こんな一触即発の、殺気だった空気の中で笑うことができるなんて信じられない。そう思って誰もがその声の出所へ目を向けた。けれど少女たちは誰ひとりとして口を開かない。噤んだまま頭を垂れて道を開けた。
「まぁ、人のお客様なんて久し振り。皆鎮まりなさいな。人は此処ではわたくしたちに危害を加えられなくてよ」
蜂蜜色の綺麗な髪をした少女だった。やはり背中には虫の翅が生え、頭には触覚が揺れている。豊かな波打つ髪をそよがせ、彼女はやってくる。さっきから私の目の前で小さいのに大きな存在感を放っていた、少女。恐らくは彼女が女王だ。

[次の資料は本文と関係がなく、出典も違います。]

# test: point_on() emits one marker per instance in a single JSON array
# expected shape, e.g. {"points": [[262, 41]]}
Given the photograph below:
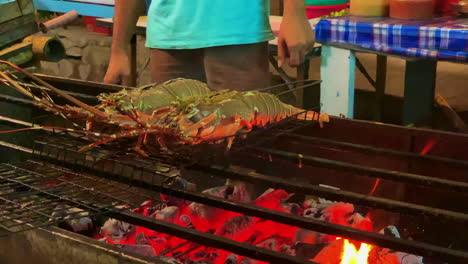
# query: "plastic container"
{"points": [[379, 8], [91, 26], [318, 11], [412, 9]]}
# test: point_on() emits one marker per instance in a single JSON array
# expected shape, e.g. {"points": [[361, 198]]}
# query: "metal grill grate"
{"points": [[47, 195]]}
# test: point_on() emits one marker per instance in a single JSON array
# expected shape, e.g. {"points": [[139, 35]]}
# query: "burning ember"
{"points": [[353, 256], [321, 248]]}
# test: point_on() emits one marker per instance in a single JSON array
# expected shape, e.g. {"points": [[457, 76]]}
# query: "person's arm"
{"points": [[296, 37], [126, 14]]}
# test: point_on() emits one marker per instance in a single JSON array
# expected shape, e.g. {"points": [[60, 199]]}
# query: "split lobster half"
{"points": [[180, 111]]}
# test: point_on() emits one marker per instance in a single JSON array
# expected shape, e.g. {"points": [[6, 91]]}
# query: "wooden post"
{"points": [[381, 78], [420, 79], [337, 74]]}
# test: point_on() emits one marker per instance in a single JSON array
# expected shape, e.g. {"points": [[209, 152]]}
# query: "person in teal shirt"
{"points": [[221, 42]]}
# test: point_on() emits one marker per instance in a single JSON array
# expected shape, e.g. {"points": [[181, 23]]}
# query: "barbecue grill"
{"points": [[412, 178]]}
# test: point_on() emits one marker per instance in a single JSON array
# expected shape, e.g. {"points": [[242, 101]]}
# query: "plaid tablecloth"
{"points": [[443, 38]]}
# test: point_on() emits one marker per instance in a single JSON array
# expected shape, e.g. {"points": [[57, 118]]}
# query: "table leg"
{"points": [[302, 74], [133, 64], [420, 78], [381, 78], [337, 74]]}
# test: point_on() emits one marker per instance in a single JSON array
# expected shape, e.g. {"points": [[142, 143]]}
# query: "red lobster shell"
{"points": [[181, 111]]}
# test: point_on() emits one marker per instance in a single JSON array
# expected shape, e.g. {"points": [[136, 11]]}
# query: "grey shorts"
{"points": [[235, 67]]}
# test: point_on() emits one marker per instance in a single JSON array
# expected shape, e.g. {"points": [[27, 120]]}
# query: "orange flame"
{"points": [[352, 256]]}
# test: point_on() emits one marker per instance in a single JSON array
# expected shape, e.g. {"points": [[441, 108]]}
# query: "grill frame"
{"points": [[416, 248]]}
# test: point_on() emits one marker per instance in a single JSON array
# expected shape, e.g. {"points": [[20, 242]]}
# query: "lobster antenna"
{"points": [[58, 91], [284, 84], [298, 88]]}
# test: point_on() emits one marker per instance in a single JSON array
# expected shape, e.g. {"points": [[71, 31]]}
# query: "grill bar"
{"points": [[311, 224], [379, 151], [62, 152], [372, 172], [208, 239], [44, 219]]}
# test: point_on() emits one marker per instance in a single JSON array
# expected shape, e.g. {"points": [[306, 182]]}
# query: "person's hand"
{"points": [[295, 39], [118, 71]]}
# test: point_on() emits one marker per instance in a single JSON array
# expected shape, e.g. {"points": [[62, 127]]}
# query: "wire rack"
{"points": [[34, 195]]}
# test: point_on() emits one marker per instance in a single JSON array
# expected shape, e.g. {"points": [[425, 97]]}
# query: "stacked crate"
{"points": [[17, 21]]}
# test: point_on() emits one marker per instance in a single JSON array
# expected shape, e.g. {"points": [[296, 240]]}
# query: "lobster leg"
{"points": [[138, 148], [205, 121]]}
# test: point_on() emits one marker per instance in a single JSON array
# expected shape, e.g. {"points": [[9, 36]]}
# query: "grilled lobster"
{"points": [[180, 111]]}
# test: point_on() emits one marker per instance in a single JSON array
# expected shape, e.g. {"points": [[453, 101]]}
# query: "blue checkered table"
{"points": [[420, 43]]}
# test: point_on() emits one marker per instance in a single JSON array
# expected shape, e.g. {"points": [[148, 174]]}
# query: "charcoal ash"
{"points": [[144, 250], [117, 230], [74, 219], [178, 183]]}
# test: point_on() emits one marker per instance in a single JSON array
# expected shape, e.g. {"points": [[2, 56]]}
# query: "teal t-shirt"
{"points": [[192, 24]]}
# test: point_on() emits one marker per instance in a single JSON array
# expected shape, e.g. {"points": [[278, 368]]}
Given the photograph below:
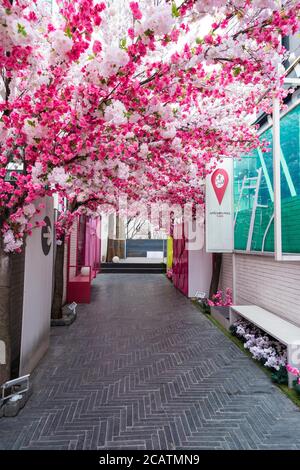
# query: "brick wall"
{"points": [[262, 281]]}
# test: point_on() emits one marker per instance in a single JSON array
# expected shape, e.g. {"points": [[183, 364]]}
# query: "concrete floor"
{"points": [[142, 368]]}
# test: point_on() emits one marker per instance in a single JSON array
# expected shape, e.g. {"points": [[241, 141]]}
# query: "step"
{"points": [[125, 270], [133, 265]]}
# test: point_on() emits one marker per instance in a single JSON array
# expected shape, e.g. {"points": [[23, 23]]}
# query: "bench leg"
{"points": [[293, 351]]}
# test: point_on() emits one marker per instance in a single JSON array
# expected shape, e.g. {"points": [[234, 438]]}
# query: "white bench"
{"points": [[277, 327]]}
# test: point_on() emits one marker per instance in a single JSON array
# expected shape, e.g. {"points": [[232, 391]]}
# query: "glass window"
{"points": [[253, 192]]}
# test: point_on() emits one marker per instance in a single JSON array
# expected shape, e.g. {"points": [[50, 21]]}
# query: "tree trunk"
{"points": [[217, 263], [56, 311], [5, 334]]}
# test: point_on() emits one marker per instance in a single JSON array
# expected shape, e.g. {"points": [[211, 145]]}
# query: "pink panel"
{"points": [[180, 263], [92, 245]]}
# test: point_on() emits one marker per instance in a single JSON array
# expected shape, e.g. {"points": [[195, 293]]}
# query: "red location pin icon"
{"points": [[219, 180]]}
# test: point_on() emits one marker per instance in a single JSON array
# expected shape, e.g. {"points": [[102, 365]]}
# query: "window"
{"points": [[253, 192]]}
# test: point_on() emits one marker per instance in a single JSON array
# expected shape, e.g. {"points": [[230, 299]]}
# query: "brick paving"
{"points": [[142, 368]]}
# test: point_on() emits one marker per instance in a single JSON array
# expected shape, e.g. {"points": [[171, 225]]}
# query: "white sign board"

「ようこそお客様。このお茶会は初めてね。人の座る椅子はないのだけど、ゆっくりしていって頂戴ね」
黄色の花のドレスを摘んで慎ましやかにお辞儀をする。高貴で洗練された動作は周りの少女から嘆息が漏れるほどの優雅さだった。少女たちの憧れを一身に浴びる、キラキラと綺麗な女王様。アオイが私の指先を握り締めたまま泣きついた。
「女王様ごめんなさいなの。お茶会に必要なカケラ、集められなかったの。それで、それで」
「まぁ、アオイ」
女王様が穏やかに微笑んだ。
「良いのですよ。あなたはいつも甘くて素敵なカケラを運んできてくれるもの。今日はお客様を連れてきてくれたわ」
それで、と女王様は美しく微笑んで私に尋ねた。
「人の子が、夢を渡って何をしに来たのかしら」
滲んだ憎悪にも似た何かを感じて、私はゴクリと喉を鳴らしたのだった。